That last paper is from the lab of Erkki Ruoslahti at Sanford Burnham, and as that Nature News article reports, he’s nonplussed, to say the least. Ruoslahti says that his work has actually been reproduced in at least ten other labs around the world, and if he’s right about that, then that’s food for thought, too. I can find a number of papers that have used the iRGD peptide to enhance tumor drug delivery, so Ruoslahti may well have a point. In which case, quis custodiet ipsos custodes: why didn’t it reproduce for the reproducers?

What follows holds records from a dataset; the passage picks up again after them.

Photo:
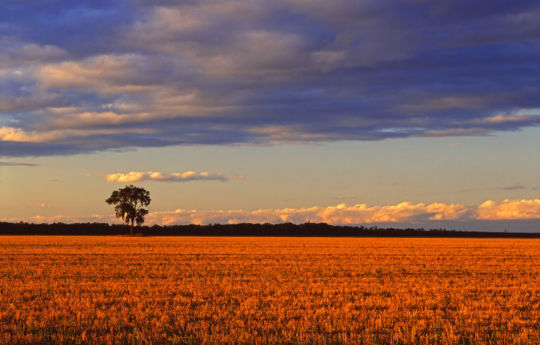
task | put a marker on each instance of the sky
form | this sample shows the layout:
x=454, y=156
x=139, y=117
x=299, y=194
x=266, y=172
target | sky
x=378, y=113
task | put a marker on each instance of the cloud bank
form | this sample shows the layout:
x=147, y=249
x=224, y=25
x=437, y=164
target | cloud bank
x=138, y=176
x=497, y=214
x=89, y=76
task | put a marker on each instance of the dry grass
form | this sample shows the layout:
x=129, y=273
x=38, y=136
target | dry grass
x=178, y=290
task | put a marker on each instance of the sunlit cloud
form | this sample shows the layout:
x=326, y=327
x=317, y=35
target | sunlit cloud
x=338, y=214
x=138, y=176
x=413, y=214
x=187, y=73
x=509, y=209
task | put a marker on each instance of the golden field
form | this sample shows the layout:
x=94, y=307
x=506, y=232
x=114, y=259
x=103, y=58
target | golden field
x=247, y=290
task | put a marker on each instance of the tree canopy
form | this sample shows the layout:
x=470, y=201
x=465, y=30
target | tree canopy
x=129, y=204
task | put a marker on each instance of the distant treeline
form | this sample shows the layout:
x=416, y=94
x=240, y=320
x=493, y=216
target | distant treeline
x=244, y=229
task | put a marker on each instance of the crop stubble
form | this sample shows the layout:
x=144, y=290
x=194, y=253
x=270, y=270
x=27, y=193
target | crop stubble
x=204, y=290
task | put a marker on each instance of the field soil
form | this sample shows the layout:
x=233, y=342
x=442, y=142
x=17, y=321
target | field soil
x=268, y=290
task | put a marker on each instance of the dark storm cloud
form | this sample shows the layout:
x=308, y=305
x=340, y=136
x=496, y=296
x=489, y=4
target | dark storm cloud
x=97, y=75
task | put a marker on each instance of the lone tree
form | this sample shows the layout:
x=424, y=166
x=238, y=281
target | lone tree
x=129, y=202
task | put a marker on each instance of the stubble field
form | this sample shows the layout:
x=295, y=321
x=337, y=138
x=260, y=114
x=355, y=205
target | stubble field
x=245, y=290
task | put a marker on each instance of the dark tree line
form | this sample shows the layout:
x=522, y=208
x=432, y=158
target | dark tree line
x=245, y=229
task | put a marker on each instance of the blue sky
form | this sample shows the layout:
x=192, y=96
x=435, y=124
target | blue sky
x=235, y=107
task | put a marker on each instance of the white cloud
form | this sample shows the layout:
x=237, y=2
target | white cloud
x=509, y=209
x=138, y=176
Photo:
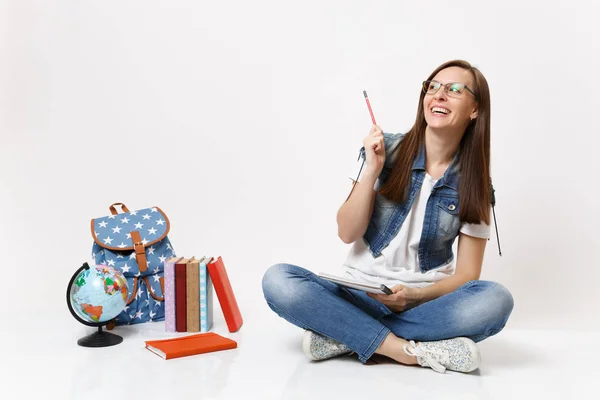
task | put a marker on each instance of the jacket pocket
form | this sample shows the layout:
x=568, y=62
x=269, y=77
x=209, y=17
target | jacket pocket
x=449, y=222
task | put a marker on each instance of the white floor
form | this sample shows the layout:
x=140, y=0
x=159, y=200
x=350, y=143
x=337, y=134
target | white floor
x=269, y=364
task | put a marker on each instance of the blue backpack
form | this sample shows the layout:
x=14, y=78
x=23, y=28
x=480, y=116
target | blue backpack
x=135, y=243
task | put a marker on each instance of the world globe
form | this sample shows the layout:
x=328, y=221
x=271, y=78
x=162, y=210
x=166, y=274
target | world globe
x=95, y=296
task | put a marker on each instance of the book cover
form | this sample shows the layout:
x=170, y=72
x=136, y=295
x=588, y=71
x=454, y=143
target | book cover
x=225, y=295
x=181, y=295
x=190, y=345
x=192, y=296
x=169, y=269
x=206, y=294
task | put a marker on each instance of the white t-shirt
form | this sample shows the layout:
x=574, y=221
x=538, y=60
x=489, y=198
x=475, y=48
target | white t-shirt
x=398, y=263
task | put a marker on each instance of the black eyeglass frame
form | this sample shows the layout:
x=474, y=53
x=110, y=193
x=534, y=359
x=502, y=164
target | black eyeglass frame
x=446, y=86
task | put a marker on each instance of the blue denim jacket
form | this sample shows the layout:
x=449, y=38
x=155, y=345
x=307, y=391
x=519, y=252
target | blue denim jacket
x=441, y=223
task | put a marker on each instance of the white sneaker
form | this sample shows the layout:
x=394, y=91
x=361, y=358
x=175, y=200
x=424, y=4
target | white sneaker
x=317, y=347
x=457, y=354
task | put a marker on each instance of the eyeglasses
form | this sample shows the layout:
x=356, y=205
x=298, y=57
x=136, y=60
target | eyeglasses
x=453, y=89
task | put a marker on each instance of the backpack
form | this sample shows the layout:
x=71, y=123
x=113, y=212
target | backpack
x=135, y=243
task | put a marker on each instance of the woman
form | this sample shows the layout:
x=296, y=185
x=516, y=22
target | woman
x=418, y=192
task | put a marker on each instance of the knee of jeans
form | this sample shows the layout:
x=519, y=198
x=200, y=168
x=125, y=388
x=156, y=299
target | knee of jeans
x=277, y=285
x=488, y=309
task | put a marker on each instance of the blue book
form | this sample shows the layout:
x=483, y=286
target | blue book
x=206, y=295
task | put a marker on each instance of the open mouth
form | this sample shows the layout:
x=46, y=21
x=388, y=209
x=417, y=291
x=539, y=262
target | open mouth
x=440, y=111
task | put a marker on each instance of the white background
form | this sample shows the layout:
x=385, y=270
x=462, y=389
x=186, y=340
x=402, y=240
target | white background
x=241, y=120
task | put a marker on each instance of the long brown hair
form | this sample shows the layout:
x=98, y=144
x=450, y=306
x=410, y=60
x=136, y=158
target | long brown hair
x=473, y=154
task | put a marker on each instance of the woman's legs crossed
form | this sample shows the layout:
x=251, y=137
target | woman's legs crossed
x=305, y=300
x=477, y=310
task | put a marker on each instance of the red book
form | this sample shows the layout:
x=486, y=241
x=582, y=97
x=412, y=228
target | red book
x=224, y=291
x=190, y=345
x=181, y=295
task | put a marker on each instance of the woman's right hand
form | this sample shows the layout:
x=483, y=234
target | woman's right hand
x=375, y=151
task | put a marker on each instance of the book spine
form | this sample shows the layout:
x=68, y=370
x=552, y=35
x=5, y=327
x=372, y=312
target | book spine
x=192, y=298
x=206, y=313
x=180, y=298
x=225, y=294
x=170, y=297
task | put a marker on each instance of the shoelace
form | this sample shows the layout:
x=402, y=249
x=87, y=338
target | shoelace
x=432, y=357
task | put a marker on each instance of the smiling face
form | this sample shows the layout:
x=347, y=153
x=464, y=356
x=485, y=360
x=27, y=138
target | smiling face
x=450, y=112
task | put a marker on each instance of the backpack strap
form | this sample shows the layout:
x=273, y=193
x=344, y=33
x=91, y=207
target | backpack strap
x=493, y=202
x=151, y=291
x=140, y=251
x=113, y=211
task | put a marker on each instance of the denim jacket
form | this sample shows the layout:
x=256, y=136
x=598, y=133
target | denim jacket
x=441, y=223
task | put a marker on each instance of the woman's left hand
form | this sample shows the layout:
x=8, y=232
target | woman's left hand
x=402, y=298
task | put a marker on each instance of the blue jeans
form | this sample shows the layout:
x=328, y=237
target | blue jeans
x=477, y=310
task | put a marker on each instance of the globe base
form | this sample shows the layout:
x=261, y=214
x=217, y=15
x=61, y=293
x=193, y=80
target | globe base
x=100, y=338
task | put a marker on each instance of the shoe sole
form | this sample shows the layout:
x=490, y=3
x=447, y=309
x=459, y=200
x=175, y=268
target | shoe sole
x=474, y=350
x=306, y=339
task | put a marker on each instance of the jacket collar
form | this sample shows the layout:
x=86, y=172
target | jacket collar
x=451, y=176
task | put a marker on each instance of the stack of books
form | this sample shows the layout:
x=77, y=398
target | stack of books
x=189, y=284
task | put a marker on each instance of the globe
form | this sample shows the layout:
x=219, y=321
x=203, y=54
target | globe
x=95, y=296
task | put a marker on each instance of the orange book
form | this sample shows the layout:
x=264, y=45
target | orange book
x=190, y=345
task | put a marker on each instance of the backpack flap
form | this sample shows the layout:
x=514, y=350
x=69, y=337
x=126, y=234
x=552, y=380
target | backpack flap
x=131, y=232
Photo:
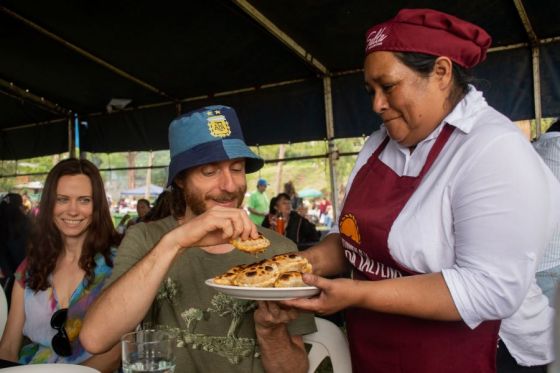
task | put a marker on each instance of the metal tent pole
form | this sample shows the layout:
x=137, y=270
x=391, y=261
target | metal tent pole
x=333, y=153
x=535, y=49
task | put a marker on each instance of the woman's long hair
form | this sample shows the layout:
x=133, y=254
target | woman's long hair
x=14, y=233
x=47, y=242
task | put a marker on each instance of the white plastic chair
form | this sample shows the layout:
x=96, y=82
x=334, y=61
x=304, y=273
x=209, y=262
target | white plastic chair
x=3, y=311
x=328, y=341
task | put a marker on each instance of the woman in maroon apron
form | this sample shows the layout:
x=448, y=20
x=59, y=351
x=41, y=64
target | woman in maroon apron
x=400, y=319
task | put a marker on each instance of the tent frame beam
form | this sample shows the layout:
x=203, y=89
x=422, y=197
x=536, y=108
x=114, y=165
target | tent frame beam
x=295, y=47
x=535, y=51
x=17, y=92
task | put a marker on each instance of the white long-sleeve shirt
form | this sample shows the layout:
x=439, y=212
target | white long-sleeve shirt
x=482, y=216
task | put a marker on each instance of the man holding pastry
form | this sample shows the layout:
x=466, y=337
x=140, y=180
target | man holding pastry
x=161, y=266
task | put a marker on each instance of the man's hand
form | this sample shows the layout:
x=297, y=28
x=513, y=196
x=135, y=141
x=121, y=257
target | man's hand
x=216, y=226
x=335, y=295
x=280, y=351
x=271, y=315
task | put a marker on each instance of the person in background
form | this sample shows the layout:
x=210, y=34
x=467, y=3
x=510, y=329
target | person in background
x=447, y=213
x=296, y=228
x=258, y=203
x=290, y=190
x=26, y=202
x=14, y=232
x=173, y=257
x=161, y=208
x=548, y=271
x=70, y=257
x=142, y=208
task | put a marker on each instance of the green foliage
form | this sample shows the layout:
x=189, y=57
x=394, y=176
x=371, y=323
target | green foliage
x=306, y=173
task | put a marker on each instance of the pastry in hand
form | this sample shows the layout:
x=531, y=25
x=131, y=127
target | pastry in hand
x=229, y=277
x=292, y=262
x=262, y=274
x=290, y=280
x=251, y=246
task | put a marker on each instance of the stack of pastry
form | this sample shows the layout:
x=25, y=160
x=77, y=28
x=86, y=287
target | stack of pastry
x=280, y=271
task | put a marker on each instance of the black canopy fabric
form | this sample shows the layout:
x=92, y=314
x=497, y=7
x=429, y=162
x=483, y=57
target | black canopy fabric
x=169, y=57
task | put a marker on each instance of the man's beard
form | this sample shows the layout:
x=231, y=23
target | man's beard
x=196, y=202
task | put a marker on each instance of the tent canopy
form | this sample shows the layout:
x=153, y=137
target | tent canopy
x=64, y=61
x=154, y=191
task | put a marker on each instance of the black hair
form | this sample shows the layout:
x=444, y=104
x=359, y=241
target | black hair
x=423, y=64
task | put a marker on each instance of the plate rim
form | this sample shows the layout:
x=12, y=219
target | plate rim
x=272, y=294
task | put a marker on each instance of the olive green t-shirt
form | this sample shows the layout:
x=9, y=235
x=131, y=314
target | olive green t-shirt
x=216, y=332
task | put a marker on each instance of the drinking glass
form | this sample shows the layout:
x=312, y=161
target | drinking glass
x=148, y=351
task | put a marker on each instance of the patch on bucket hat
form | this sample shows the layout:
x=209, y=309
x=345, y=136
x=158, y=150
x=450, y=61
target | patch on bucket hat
x=207, y=135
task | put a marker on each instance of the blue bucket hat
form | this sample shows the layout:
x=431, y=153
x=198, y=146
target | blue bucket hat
x=207, y=135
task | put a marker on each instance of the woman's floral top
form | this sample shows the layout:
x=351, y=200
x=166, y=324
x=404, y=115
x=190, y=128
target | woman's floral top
x=39, y=308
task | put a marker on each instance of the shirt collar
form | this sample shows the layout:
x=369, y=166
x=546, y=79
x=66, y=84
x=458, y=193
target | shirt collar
x=464, y=114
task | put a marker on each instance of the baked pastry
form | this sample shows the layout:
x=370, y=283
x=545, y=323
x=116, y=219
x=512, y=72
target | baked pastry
x=229, y=277
x=291, y=279
x=262, y=274
x=251, y=246
x=292, y=262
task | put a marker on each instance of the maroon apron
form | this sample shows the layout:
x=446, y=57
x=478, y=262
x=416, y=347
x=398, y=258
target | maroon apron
x=392, y=343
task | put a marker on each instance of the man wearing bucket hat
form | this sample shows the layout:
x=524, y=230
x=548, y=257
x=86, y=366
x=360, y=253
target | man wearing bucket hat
x=161, y=266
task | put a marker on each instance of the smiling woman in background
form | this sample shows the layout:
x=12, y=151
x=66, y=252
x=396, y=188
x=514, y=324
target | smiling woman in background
x=447, y=214
x=70, y=257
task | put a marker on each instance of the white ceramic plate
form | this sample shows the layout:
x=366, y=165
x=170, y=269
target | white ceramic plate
x=49, y=368
x=264, y=293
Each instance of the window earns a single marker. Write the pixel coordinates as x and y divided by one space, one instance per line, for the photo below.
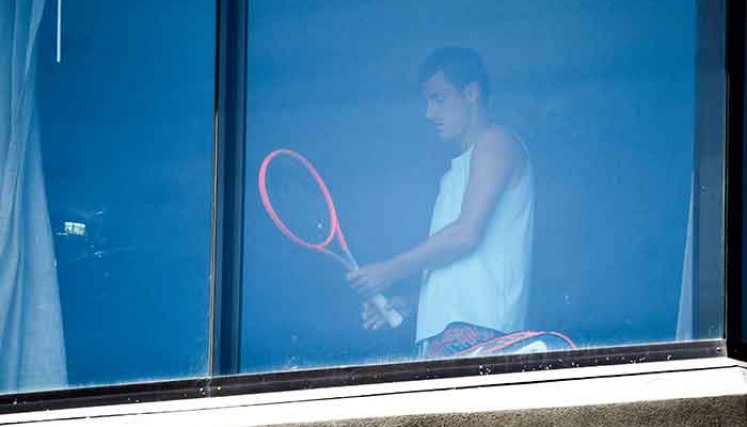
360 192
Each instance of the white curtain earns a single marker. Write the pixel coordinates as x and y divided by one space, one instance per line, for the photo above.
685 313
32 354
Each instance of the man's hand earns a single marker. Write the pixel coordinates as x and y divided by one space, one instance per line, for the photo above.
373 279
372 318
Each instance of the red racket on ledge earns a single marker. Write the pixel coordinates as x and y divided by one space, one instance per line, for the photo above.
310 220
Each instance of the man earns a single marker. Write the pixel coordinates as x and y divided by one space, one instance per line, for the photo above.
476 261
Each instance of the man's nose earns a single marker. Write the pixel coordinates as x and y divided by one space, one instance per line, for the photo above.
430 112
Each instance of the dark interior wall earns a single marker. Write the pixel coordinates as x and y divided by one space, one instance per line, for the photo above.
601 91
126 122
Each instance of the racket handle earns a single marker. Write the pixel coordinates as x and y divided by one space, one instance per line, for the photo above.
392 316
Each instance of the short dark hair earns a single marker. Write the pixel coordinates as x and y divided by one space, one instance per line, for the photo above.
460 66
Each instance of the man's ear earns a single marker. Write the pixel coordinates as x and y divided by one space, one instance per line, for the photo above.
472 92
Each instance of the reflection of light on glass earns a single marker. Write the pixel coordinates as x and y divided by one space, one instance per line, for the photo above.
74 228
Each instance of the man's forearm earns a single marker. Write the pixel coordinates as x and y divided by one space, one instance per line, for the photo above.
448 245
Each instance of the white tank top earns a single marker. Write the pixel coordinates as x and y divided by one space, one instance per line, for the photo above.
489 287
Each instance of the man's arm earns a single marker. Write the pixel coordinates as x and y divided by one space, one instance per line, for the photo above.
495 160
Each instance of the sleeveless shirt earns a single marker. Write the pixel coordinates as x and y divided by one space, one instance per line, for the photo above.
489 287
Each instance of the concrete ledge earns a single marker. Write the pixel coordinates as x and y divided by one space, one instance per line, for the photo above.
704 392
727 411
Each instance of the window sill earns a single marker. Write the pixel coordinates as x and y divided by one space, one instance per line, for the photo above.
526 392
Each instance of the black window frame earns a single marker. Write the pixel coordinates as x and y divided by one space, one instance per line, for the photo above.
224 376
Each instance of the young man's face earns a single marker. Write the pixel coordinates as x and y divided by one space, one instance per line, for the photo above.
447 107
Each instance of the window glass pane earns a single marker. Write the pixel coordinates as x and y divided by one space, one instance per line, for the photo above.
497 169
106 191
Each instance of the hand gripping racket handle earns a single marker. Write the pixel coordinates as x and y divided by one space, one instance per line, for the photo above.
392 316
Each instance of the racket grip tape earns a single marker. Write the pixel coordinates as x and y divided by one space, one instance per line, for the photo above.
392 316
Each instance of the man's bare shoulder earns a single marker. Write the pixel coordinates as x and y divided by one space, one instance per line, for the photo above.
503 142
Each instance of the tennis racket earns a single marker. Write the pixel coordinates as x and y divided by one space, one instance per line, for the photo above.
310 222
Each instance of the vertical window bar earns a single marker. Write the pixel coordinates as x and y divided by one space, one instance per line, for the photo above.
230 118
59 32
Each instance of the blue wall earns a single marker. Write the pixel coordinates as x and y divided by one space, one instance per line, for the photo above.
603 94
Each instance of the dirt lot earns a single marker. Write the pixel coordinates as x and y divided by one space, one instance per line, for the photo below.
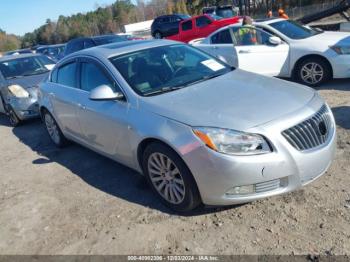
73 201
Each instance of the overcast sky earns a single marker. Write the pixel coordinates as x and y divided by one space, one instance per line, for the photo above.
22 16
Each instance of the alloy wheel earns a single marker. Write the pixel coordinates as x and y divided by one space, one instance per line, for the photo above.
312 73
166 178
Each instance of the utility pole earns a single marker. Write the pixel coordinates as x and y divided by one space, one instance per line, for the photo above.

When you get right down to it, though, none of these five papers did what someone outside the sciences might have hoped for – that is, reproduced pretty much as written. Working scientists (and especially working biologists) know that that’s a high expectation, which is why the first two papers are still in the “substantially reproduced” category. There are a lot of variables in this sort of work, and not all of them are even known to the authors themselves, by any means. The Reproducibility Project tells the labs redoing the papers that they have to follow things exactly as they were originally reported, but anyone who’s tried following complex papers of this kind will have had to mess around with the conditions along the way, not that that always works, either.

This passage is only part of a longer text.